A federal state in Nigeria, Borno , has borne the name of the historical empire since 1976 . Here the Bornu Shehu in Maiduguri continues to exercise his traditional rule. The formerly German part of Bornus with the capital Dikwa was ceded to Nigeria after the independence of Nigeria and Cameroon following a referendum. The former French territory is now part of the Republic of Niger.
- Heinrich Barth : Reisen und Entdeckungen in Nord- und Central-Afrika , 5 vols. Gotha 1857-8 (here vols. 2 and 3; reprint 2005).
- Louis Brenner: The Shehus of Kukawa , Oxford 1973.
- Ronald Cohen: The Kanuri of Bornu , New York 1967.
- Adolf von Duisburg : In the land of Chegu von Bornu. Despots and peoples south of Chad. Dietrich Reimer, Berlin 1942
- Edmé François Jomard : Comments on the geographical discoveries and the degree of civilization in Inner Africa . In: Foreign Countries, 1828, No. 3, 4, 6–9 (available online at Wikisource )
- Holger Kirscht: A village in northeast Nigeria , Münster 2001 (Marte south of Lake Chad).

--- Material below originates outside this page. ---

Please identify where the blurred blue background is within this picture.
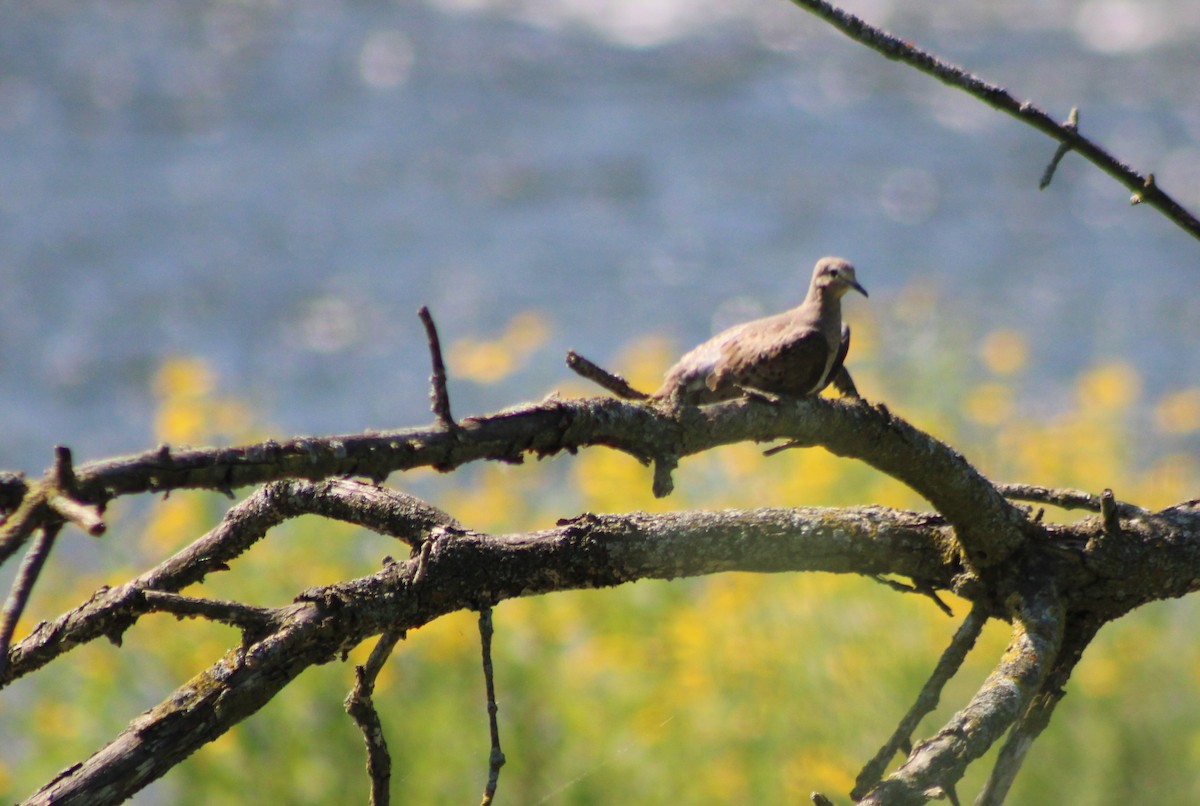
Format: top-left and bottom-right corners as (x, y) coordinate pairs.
(0, 0), (1200, 472)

- Dierk Lange: A Sudanic Chronicle: The Borno Expeditions of Idris Alauma (1564-1576) , Stuttgart 1987.
- Dierk Lange: Ethnogenesis from within the Chadic state. In: Paideuma , 39 : 261-277 (1993).
- Dierk Lange Immigration of the Chadic-speaking Sao towards 600 BCE. In: Borno Museum Society Newsletter , 72–75 (2008), 84–106.
- Gustav Nachtigal : Sahara and Sudan . Berlin, 1879–1881, Leipzig 1989 (reprint Graz 1967)
- Editha Platte: Women in Office and Dignities. Scope of action for Muslim women in rural northeastern Nigeria . Brandes and Apsel, Frankfurt 2000
- Maikorema Zakari: Contribution à l'histoire des populations du sud-est nigérien . Niamey 1985.